There's a limit to how many of us can feasibly take up sailing or rowing or taekwando or dressage, however inspired we might have been by the events of the past fortnight. But virtually anyone can ride a bike, and there's a role for cycling in virtually anyone's life. But will the Government now create the conditions that all but remove the excuses not to give cycling a go?
In my experience, fear is the No 1 reason most non-cyclists cite for their resistance to cycling. When the death of any cyclist makes news – and especially that of the cyclist who died during the Games under the wheels of a bus carrying members of the media – that is understandable. But perspective is always lost in such reports.
Death or serious injury occurs in an almost immeasurably tiny fraction of the millions of cycle journeys undertaken per year. So it was heartening to hear track gold medallist Laura Trott's response when she was asked last week if she thought cycling in London was dangerous. "No," she said, seemingly puzzled as to why anyone would even pose the question. Bradley Wiggins implied the same when he got caught up in the compulsory helmets debate a few days ago and made it clear that he wasn't calling for any such thing.
Of course we ordinary mortals can't ever hope to be able to ride a bike like Trott or Wiggins, but nonetheless it's vital to send out the message that cycling is something to be enthusiastically and safely embraced, not shied away from. And the quite astonishing run of British cycling triumphs in the past month – from Wiggins's Tour de France victory to his Olympic time-trial gold and on to Team GB's almost total domination of the velodrome – provides the momentum to turn Britain if not into a nation of cyclists then at least into a nation where cyclists are regarded as the norm, not eccentric risk-takers who invariably bring mishap on themselves and whose needs are secondary to those of other road-users.
Much is still to be done if – as one newspaper editorial argued over the weekend – cycling is to replace football as our national sport.
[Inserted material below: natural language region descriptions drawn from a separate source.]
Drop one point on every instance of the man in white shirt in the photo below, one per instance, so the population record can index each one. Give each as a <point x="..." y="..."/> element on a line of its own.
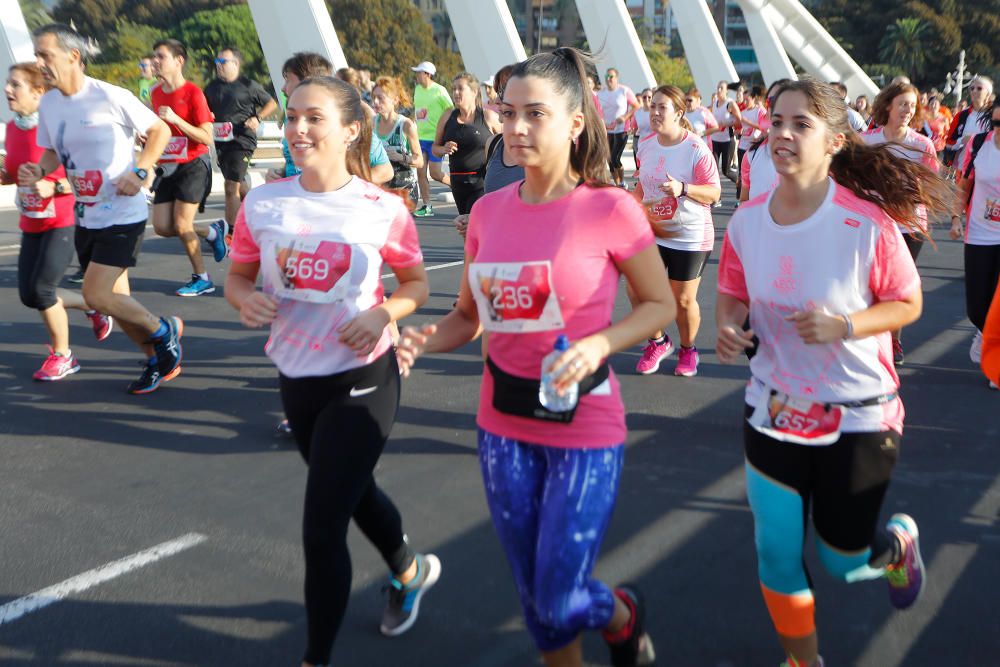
<point x="90" y="127"/>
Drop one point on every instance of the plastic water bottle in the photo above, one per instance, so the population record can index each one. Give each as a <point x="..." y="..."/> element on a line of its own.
<point x="547" y="395"/>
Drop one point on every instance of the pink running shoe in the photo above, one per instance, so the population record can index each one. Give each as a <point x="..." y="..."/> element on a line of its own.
<point x="687" y="362"/>
<point x="56" y="367"/>
<point x="652" y="355"/>
<point x="102" y="324"/>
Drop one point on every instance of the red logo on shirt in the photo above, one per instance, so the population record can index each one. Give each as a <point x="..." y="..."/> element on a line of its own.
<point x="319" y="270"/>
<point x="88" y="184"/>
<point x="521" y="299"/>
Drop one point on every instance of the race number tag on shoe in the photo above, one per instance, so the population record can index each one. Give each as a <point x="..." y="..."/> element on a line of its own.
<point x="222" y="132"/>
<point x="86" y="184"/>
<point x="796" y="420"/>
<point x="308" y="270"/>
<point x="515" y="297"/>
<point x="33" y="205"/>
<point x="176" y="150"/>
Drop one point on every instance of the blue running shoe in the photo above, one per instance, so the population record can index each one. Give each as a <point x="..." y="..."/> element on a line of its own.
<point x="404" y="599"/>
<point x="219" y="246"/>
<point x="196" y="287"/>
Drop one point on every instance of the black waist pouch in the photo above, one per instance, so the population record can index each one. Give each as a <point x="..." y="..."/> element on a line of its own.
<point x="517" y="396"/>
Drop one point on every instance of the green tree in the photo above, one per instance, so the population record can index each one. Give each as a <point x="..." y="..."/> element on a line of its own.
<point x="903" y="45"/>
<point x="389" y="37"/>
<point x="207" y="31"/>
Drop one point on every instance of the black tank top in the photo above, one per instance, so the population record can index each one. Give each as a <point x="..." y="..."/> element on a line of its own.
<point x="471" y="138"/>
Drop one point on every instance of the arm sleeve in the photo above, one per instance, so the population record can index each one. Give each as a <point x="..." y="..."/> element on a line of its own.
<point x="732" y="279"/>
<point x="244" y="248"/>
<point x="377" y="154"/>
<point x="632" y="230"/>
<point x="402" y="246"/>
<point x="893" y="275"/>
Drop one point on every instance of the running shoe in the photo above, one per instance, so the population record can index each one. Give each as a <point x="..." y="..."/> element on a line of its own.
<point x="976" y="349"/>
<point x="687" y="362"/>
<point x="898" y="358"/>
<point x="636" y="648"/>
<point x="219" y="246"/>
<point x="196" y="287"/>
<point x="56" y="367"/>
<point x="404" y="599"/>
<point x="168" y="347"/>
<point x="101" y="323"/>
<point x="906" y="578"/>
<point x="652" y="355"/>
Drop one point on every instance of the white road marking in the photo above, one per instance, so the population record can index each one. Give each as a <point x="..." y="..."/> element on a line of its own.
<point x="39" y="600"/>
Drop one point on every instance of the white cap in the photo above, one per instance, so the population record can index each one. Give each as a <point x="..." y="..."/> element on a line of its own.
<point x="425" y="66"/>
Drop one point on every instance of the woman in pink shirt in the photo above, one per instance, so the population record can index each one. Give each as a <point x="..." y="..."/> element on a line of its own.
<point x="544" y="257"/>
<point x="821" y="269"/>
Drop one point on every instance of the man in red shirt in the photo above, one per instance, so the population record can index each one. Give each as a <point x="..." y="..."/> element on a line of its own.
<point x="184" y="171"/>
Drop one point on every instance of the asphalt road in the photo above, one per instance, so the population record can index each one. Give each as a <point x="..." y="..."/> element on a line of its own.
<point x="90" y="475"/>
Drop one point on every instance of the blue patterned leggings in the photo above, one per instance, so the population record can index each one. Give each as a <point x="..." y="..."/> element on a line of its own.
<point x="551" y="507"/>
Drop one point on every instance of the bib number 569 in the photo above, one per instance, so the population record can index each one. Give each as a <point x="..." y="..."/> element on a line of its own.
<point x="510" y="296"/>
<point x="307" y="268"/>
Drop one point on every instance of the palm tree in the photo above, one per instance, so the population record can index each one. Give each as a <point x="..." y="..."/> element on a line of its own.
<point x="903" y="45"/>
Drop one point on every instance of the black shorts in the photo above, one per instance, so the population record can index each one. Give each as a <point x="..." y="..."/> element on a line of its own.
<point x="234" y="162"/>
<point x="117" y="245"/>
<point x="186" y="183"/>
<point x="684" y="265"/>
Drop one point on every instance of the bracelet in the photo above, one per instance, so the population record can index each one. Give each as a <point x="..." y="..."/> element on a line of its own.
<point x="850" y="326"/>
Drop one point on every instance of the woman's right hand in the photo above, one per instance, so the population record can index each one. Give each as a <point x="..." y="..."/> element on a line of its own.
<point x="731" y="341"/>
<point x="412" y="343"/>
<point x="258" y="310"/>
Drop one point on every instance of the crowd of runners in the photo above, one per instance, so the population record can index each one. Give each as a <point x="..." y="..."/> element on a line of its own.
<point x="550" y="226"/>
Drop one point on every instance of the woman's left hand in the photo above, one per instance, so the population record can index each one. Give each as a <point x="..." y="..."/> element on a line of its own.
<point x="363" y="332"/>
<point x="816" y="327"/>
<point x="581" y="359"/>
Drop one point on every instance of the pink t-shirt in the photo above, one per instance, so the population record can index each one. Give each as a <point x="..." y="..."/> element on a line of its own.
<point x="321" y="255"/>
<point x="844" y="258"/>
<point x="538" y="271"/>
<point x="690" y="162"/>
<point x="914" y="147"/>
<point x="983" y="227"/>
<point x="757" y="173"/>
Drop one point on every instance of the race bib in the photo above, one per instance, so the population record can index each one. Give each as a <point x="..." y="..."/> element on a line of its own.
<point x="87" y="184"/>
<point x="176" y="150"/>
<point x="515" y="297"/>
<point x="222" y="132"/>
<point x="796" y="420"/>
<point x="992" y="210"/>
<point x="33" y="205"/>
<point x="308" y="270"/>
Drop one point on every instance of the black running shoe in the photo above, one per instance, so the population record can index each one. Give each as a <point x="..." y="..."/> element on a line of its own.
<point x="637" y="648"/>
<point x="168" y="347"/>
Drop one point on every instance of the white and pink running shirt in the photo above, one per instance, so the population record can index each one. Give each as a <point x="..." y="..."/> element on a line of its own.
<point x="748" y="134"/>
<point x="321" y="255"/>
<point x="757" y="173"/>
<point x="540" y="270"/>
<point x="983" y="227"/>
<point x="844" y="258"/>
<point x="689" y="162"/>
<point x="914" y="147"/>
<point x="701" y="119"/>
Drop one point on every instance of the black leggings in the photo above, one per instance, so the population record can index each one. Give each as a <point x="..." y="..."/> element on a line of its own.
<point x="41" y="264"/>
<point x="341" y="438"/>
<point x="982" y="273"/>
<point x="467" y="189"/>
<point x="616" y="146"/>
<point x="723" y="153"/>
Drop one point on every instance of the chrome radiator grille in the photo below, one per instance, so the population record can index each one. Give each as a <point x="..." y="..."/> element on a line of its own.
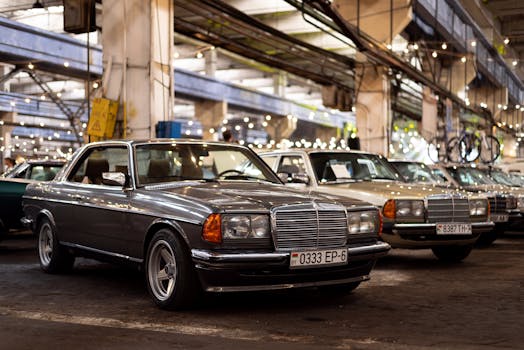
<point x="308" y="226"/>
<point x="500" y="203"/>
<point x="448" y="209"/>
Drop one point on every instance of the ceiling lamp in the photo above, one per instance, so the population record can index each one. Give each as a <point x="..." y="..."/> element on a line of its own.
<point x="38" y="5"/>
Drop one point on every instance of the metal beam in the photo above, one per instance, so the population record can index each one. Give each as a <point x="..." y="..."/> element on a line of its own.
<point x="194" y="86"/>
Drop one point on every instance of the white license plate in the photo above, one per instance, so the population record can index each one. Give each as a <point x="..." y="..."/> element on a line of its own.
<point x="499" y="217"/>
<point x="454" y="229"/>
<point x="315" y="258"/>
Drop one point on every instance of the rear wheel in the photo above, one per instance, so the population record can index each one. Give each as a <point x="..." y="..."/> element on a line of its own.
<point x="170" y="276"/>
<point x="53" y="257"/>
<point x="452" y="253"/>
<point x="487" y="238"/>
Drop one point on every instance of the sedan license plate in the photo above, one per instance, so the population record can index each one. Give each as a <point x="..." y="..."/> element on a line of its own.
<point x="314" y="258"/>
<point x="454" y="229"/>
<point x="499" y="217"/>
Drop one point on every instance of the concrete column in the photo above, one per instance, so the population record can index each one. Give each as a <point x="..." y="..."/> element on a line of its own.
<point x="429" y="114"/>
<point x="137" y="41"/>
<point x="3" y="71"/>
<point x="373" y="17"/>
<point x="5" y="134"/>
<point x="279" y="84"/>
<point x="211" y="60"/>
<point x="373" y="110"/>
<point x="462" y="73"/>
<point x="325" y="133"/>
<point x="210" y="114"/>
<point x="280" y="128"/>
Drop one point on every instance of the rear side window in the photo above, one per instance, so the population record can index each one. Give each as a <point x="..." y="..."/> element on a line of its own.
<point x="97" y="161"/>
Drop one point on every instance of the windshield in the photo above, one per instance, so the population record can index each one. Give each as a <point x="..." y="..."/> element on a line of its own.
<point x="469" y="176"/>
<point x="416" y="172"/>
<point x="339" y="166"/>
<point x="157" y="163"/>
<point x="503" y="178"/>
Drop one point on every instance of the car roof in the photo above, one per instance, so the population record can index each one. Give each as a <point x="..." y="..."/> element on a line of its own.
<point x="317" y="150"/>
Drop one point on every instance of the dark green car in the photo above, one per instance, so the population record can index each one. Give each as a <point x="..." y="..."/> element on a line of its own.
<point x="12" y="188"/>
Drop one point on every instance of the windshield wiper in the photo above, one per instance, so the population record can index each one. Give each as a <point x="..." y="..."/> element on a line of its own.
<point x="245" y="177"/>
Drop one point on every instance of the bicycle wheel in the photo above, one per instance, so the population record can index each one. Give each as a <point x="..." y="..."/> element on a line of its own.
<point x="489" y="149"/>
<point x="469" y="148"/>
<point x="453" y="151"/>
<point x="437" y="149"/>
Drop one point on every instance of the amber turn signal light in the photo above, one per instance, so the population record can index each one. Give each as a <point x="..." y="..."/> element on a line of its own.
<point x="212" y="230"/>
<point x="389" y="209"/>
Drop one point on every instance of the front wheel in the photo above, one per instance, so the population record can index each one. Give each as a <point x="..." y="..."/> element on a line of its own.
<point x="170" y="276"/>
<point x="53" y="257"/>
<point x="452" y="253"/>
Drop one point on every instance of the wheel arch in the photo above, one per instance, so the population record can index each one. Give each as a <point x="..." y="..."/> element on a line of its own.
<point x="159" y="224"/>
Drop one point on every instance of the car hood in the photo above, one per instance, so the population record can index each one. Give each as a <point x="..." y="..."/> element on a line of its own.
<point x="377" y="192"/>
<point x="232" y="196"/>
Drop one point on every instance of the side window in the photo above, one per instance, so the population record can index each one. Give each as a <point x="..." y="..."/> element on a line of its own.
<point x="97" y="161"/>
<point x="291" y="165"/>
<point x="270" y="160"/>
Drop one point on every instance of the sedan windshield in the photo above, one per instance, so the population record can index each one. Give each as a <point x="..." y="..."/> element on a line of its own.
<point x="416" y="172"/>
<point x="504" y="179"/>
<point x="339" y="166"/>
<point x="469" y="176"/>
<point x="157" y="163"/>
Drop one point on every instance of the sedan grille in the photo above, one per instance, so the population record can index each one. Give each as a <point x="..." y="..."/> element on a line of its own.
<point x="309" y="226"/>
<point x="448" y="208"/>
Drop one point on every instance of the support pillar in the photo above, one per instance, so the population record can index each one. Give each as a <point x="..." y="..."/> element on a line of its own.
<point x="279" y="84"/>
<point x="462" y="73"/>
<point x="137" y="41"/>
<point x="211" y="62"/>
<point x="373" y="110"/>
<point x="325" y="133"/>
<point x="210" y="114"/>
<point x="428" y="127"/>
<point x="280" y="128"/>
<point x="5" y="134"/>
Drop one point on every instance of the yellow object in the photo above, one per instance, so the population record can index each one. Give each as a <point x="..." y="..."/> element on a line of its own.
<point x="103" y="118"/>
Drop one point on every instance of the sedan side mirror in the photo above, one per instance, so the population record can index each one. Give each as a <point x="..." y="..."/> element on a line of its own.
<point x="294" y="178"/>
<point x="114" y="178"/>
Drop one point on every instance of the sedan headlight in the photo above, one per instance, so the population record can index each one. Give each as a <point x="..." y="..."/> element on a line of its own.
<point x="404" y="209"/>
<point x="363" y="222"/>
<point x="511" y="202"/>
<point x="478" y="207"/>
<point x="245" y="226"/>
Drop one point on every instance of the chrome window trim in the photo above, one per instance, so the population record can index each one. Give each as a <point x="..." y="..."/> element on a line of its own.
<point x="80" y="203"/>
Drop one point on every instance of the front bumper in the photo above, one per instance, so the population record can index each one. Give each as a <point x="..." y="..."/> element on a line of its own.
<point x="252" y="271"/>
<point x="424" y="235"/>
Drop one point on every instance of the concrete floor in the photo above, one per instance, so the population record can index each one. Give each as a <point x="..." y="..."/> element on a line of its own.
<point x="413" y="301"/>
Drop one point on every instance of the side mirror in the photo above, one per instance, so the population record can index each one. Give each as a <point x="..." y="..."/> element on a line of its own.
<point x="300" y="178"/>
<point x="294" y="178"/>
<point x="114" y="179"/>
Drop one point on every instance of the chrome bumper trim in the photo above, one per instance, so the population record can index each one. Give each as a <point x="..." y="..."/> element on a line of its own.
<point x="207" y="255"/>
<point x="487" y="224"/>
<point x="284" y="286"/>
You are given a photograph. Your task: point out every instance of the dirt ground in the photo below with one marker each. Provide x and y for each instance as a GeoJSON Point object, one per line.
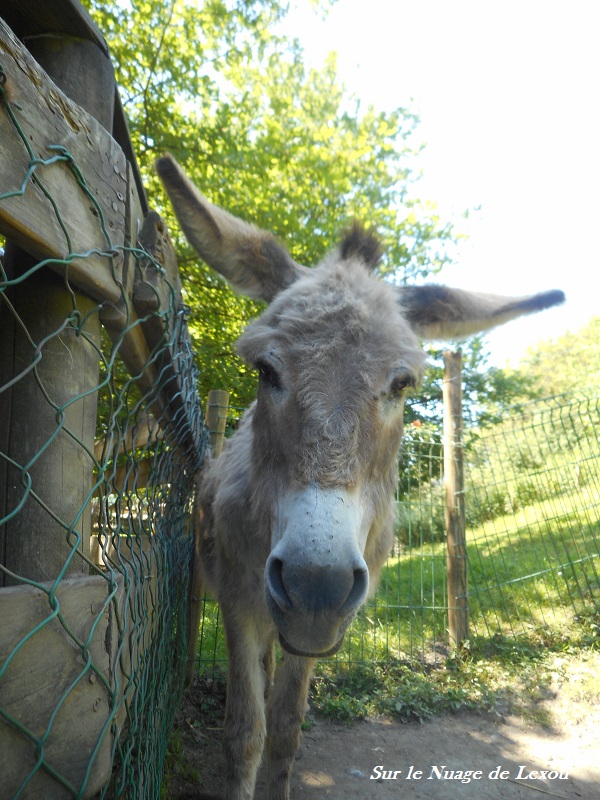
{"type": "Point", "coordinates": [507, 756]}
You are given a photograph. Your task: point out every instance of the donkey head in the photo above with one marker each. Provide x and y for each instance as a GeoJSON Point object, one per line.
{"type": "Point", "coordinates": [336, 350]}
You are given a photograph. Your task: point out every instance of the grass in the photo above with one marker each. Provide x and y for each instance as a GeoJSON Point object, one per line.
{"type": "Point", "coordinates": [534, 591]}
{"type": "Point", "coordinates": [499, 675]}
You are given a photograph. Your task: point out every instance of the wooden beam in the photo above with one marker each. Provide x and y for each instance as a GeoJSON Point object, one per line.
{"type": "Point", "coordinates": [49, 120]}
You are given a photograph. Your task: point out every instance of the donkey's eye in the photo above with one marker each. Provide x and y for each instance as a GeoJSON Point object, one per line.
{"type": "Point", "coordinates": [268, 374]}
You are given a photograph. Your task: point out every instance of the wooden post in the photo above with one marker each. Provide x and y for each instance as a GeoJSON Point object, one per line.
{"type": "Point", "coordinates": [47, 481]}
{"type": "Point", "coordinates": [216, 418]}
{"type": "Point", "coordinates": [458, 604]}
{"type": "Point", "coordinates": [195, 597]}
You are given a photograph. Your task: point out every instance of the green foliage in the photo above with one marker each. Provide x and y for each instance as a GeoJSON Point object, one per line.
{"type": "Point", "coordinates": [280, 145]}
{"type": "Point", "coordinates": [497, 675]}
{"type": "Point", "coordinates": [570, 361]}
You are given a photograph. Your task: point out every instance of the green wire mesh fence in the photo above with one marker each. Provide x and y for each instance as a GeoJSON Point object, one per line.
{"type": "Point", "coordinates": [101, 436]}
{"type": "Point", "coordinates": [532, 506]}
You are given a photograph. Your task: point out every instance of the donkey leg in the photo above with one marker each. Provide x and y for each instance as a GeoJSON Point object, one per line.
{"type": "Point", "coordinates": [244, 728]}
{"type": "Point", "coordinates": [286, 709]}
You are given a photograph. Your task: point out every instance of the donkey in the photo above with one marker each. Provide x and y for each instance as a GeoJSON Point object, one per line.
{"type": "Point", "coordinates": [297, 513]}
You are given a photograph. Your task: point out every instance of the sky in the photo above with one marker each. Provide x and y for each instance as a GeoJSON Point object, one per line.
{"type": "Point", "coordinates": [507, 95]}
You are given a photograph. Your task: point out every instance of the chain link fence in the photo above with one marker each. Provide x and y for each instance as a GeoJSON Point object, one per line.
{"type": "Point", "coordinates": [101, 437]}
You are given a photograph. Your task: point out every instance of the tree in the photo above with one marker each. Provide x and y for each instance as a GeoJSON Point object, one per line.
{"type": "Point", "coordinates": [282, 146]}
{"type": "Point", "coordinates": [567, 363]}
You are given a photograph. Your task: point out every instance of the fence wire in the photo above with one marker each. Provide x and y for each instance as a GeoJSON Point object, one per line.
{"type": "Point", "coordinates": [532, 503]}
{"type": "Point", "coordinates": [94, 577]}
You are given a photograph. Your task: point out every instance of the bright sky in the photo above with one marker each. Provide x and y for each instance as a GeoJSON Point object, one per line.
{"type": "Point", "coordinates": [507, 93]}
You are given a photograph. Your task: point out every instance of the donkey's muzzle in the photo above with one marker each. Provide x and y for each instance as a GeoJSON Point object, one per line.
{"type": "Point", "coordinates": [316, 578]}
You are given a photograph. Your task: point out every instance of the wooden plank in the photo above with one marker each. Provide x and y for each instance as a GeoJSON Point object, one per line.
{"type": "Point", "coordinates": [458, 602]}
{"type": "Point", "coordinates": [48, 119]}
{"type": "Point", "coordinates": [35, 543]}
{"type": "Point", "coordinates": [50, 689]}
{"type": "Point", "coordinates": [37, 17]}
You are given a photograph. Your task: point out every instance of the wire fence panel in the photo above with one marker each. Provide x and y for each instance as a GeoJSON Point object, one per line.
{"type": "Point", "coordinates": [532, 505]}
{"type": "Point", "coordinates": [101, 437]}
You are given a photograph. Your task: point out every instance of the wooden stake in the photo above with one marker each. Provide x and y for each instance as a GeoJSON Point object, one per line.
{"type": "Point", "coordinates": [458, 603]}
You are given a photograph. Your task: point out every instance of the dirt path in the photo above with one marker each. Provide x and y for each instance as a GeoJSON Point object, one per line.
{"type": "Point", "coordinates": [382, 759]}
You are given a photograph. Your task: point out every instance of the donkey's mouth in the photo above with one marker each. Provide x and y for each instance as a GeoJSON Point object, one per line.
{"type": "Point", "coordinates": [294, 652]}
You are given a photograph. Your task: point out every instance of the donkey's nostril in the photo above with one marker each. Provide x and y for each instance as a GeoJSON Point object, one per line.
{"type": "Point", "coordinates": [358, 592]}
{"type": "Point", "coordinates": [276, 587]}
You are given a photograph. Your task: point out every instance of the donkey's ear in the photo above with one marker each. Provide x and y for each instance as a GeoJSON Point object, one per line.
{"type": "Point", "coordinates": [439, 312]}
{"type": "Point", "coordinates": [252, 260]}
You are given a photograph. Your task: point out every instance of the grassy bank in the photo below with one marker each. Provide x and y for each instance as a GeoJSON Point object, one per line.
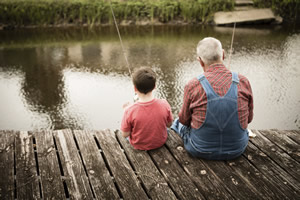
{"type": "Point", "coordinates": [288, 9]}
{"type": "Point", "coordinates": [96, 12]}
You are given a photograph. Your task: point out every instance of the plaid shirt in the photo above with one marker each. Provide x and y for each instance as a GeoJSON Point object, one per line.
{"type": "Point", "coordinates": [220, 78]}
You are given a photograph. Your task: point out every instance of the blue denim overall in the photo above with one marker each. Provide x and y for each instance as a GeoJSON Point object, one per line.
{"type": "Point", "coordinates": [221, 136]}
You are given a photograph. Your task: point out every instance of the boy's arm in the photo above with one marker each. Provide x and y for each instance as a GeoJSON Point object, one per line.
{"type": "Point", "coordinates": [169, 124]}
{"type": "Point", "coordinates": [125, 134]}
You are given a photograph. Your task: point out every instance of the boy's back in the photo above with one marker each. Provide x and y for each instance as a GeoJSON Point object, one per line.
{"type": "Point", "coordinates": [147, 122]}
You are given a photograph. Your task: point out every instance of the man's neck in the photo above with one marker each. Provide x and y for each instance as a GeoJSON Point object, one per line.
{"type": "Point", "coordinates": [206, 67]}
{"type": "Point", "coordinates": [145, 97]}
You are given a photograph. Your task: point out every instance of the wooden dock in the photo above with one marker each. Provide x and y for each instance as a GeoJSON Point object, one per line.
{"type": "Point", "coordinates": [67, 164]}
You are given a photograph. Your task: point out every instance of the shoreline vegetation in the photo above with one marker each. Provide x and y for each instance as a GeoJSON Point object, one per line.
{"type": "Point", "coordinates": [56, 13]}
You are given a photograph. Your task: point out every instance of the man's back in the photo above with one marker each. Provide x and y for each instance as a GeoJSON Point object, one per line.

In the past decade, London has shown the way with a huge upsurge in commuter cycling going hand in hand with improved infrastructure and the success of the "Boris bike" hire scheme.
Other cities have likewise come on leaps and bounds in their cycling provision, but we remain a long way off a country such as The Netherlands, where cycling is woven into the fabric of everyday life, cycling takes precedence over motorised transport, and there are as many bikes (17 million) as there are people.
That Boris Johnson is himself an inveterate commuter cyclist may be London's best hope of becoming a truly cycle-friendly city. Already the Mayor has seized the moment by announcing a two-day cycling festival that will take over the capital and beyond for a weekend in August 2013. Then again perhaps it is only when such exceptional treatment is regarded as redundant that we will know that cycling's "legacy" is secure.
For now, the sport – and the recreation – of cycling is, as it were, riding high and finding it all a bit strange. Is it really true – as the leading cycling coach Lee Povey told the Today programme last week, that motorists are giving us more space on the road and showing us more respect?
I think there's a danger of taking a rose-tinted a view of cycling's new-found acceptance, and I say that in part because the conduct of too many cyclists themselves leaves so much to be desired. Safety campaigns are a vital component of the cycling resurgence, but with the privileges that anyone who rides a bike should be afforded comes responsibility.
The great thing about the past fortnight is that those privileges are surely now unarguable.